The oil industry is profitable for producers when the costs of exploitation are low and/or the prices at the gas tank are high. That is pretty much the case for any producer, but oil and online video are different in one key way, which serves as a good indicator of what will drive 2013.
Last week we took a trip down memory lane and looked at some of the trends (and fads) that shaped online video. Today we ask, “What does next year have in store?”
A Victim of Its Own Success
Online video has always been a victim of misaligned cost and revenue equations, which explain why so many online video firms have lost their lives because of the inherent dangers of the business.
For example, before 2000, Steven Spielberg’s Pop.com, Pseudo and others perished after the dot-com bubble because (among other reasons) few consumers had bandwidth to watch video content, and few marketers were spending money on online video. Mind you, those that did were spending very high CPMs (more on that later).
Then after the 2003-04 Internet renaissance, a whole slew of startups burned through tens of millions of dollars, eventually hitting a wall or downright failing because of misaligned cost and revenue – and, in particular, huge marketing expenses.

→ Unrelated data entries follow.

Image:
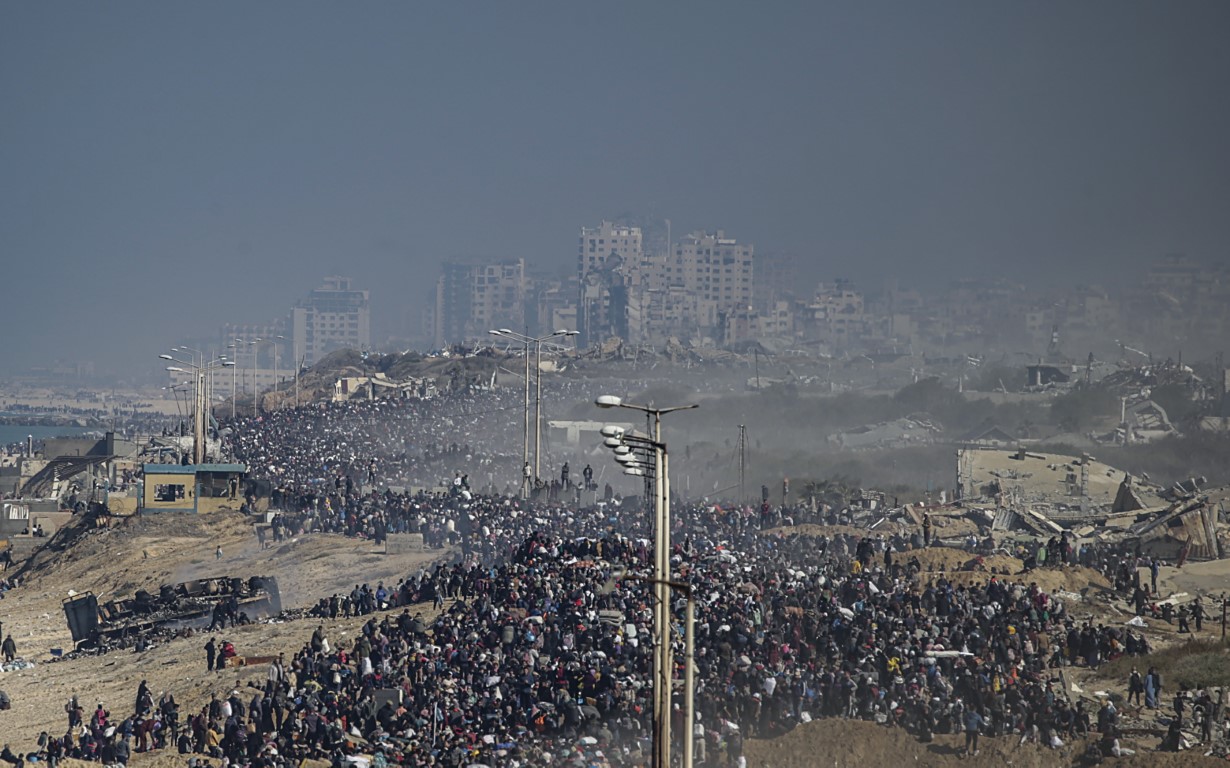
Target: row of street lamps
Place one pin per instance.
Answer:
(530, 474)
(646, 456)
(199, 392)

YouTube burst onto the scene and overnight provided an audience only interested in video, thereby reducing marketing costs and simultaneously absorbing the otherwise high costs of bandwidth and hosting. As such, it didn’t matter early on that revenues remained a mirage.

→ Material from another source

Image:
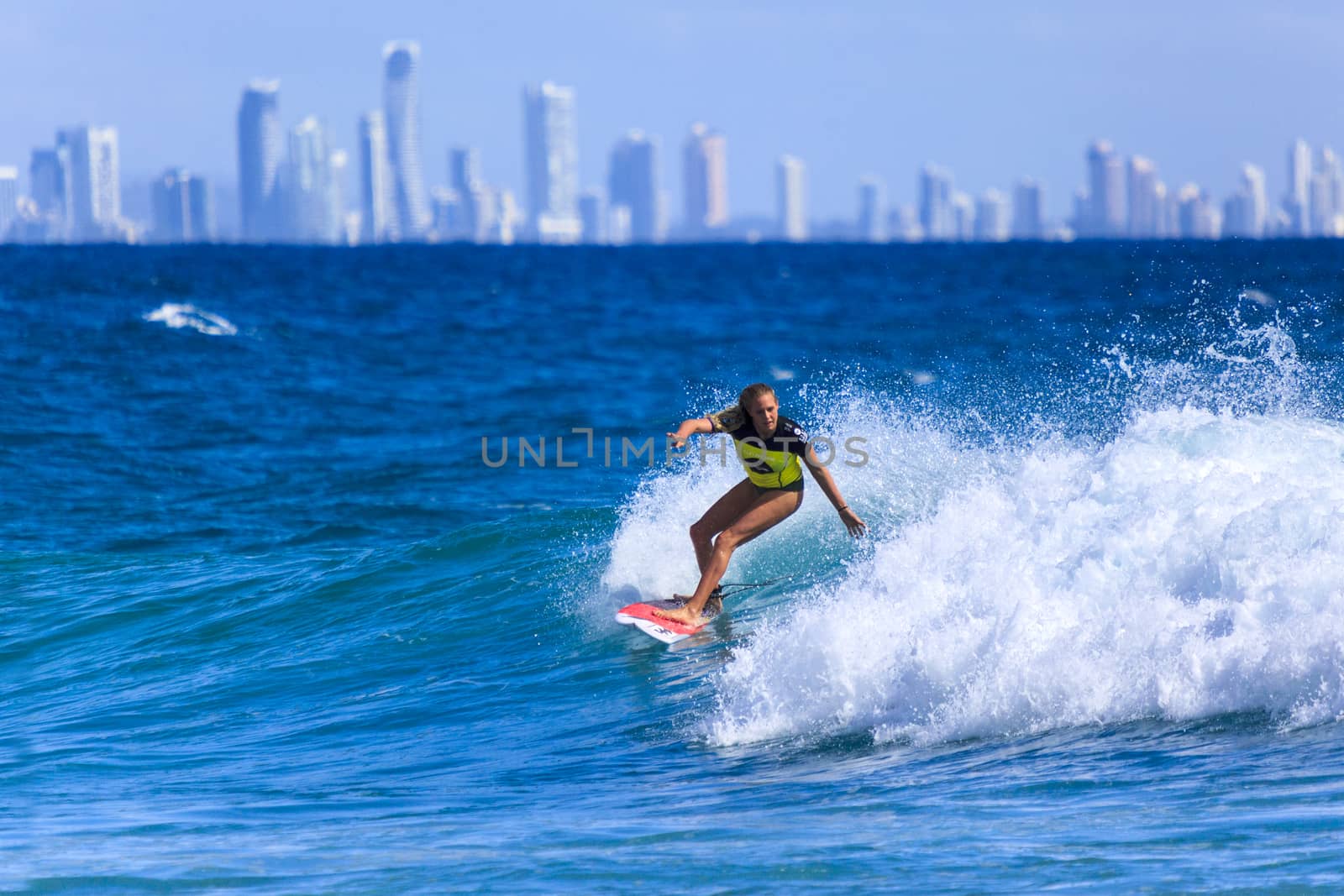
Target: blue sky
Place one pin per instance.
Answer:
(994, 90)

Without a doubt, online video advertising is growing rapidly, but as bullish as we all are about digital video (online, mobile, tablets), the reality remains that online video remains much smaller than anticipated, weighing in last year at $2 billion in the U.S. (forecasts back in 2007 pegged 2012 online video ad figures at $7.1 billion). Meanwhile, television remains a juggernaut at $60 billion in annual U.S. advertising spend. We’re not seeing much television content online, and realistically, we will continue to see small amounts of it in the future. When we do, it shall be on the rightsholders’ terms (hmm… Olympics, anyone?).
Where the oil and online video industries are very different
That’s at the high end of the market. At the low end, we’re seeing a combination of soaring inventory of user-generated content and a proliferation of “good enough” content, which is keeping CPM rates down. Ultimately, there’s little incentive for the average producer to create original content.
This is where online video is fundamentally different from oil: Oil prices are being driven by so much demand that prices at the tank have remained high for the past decade. Supply can’t move fast enough. That’s not the case in online video, where supply is outgrowing demand.
Whereas some select publishers can maintain abnormally high CPMs, they are doing it artificially due to low supply. The true eCPM of online video is alarmingly low. This is also why YouTube was compelled to subsidize video content; YouTube, son of Google, who lived and died on revenue share via its AdSense and AdWords platforms.
2013 Story #1a: Impact of Mobile
You have to be in a coma (the “living in a cave” analogy doesn’t apply, since you’d rely more on mobile in that case) not to realize that mobile (wireless phones and tablets) will be a key driver for years to come.
But whereas mobile once bragged of high CPMs, I believe that you will see a convergence between ad rates regardless of whether you watch content on a computer, phone or tablet (television will retain a premium for years to come).
Exacerbating this trend, total ad spend on mobile will remain small.
2013 Story #1b: The Importance of Keeping Costs Down
As a result, content production costs need to be contained (while increasing quality, somehow), which was the rationale provided by Discovery Communications when it acquired Revision3.
Indeed, as a recent article on NBC’s decision to delay the Olympics stressed, “Content is king, and creating and buying video content is really expensive.”
While I don’t see TV dollars shifting massively to online video for another few years (though it will eventually happen, if you look at what is now occurring in the print industry), advertising will continue to trickle away from display to video. Online video will continue to grow by 25%-50% per year for the foreseeable future. Where it gets tricky is that dollars will continue to gravitate toward:
– broadcast companies’ online offerings (including Hulu)
– Ad networks and exchanges
As a result, publishers will have to fight for a very small piece of the pie, which, while growing, won’t be large enough to allow for high production costs.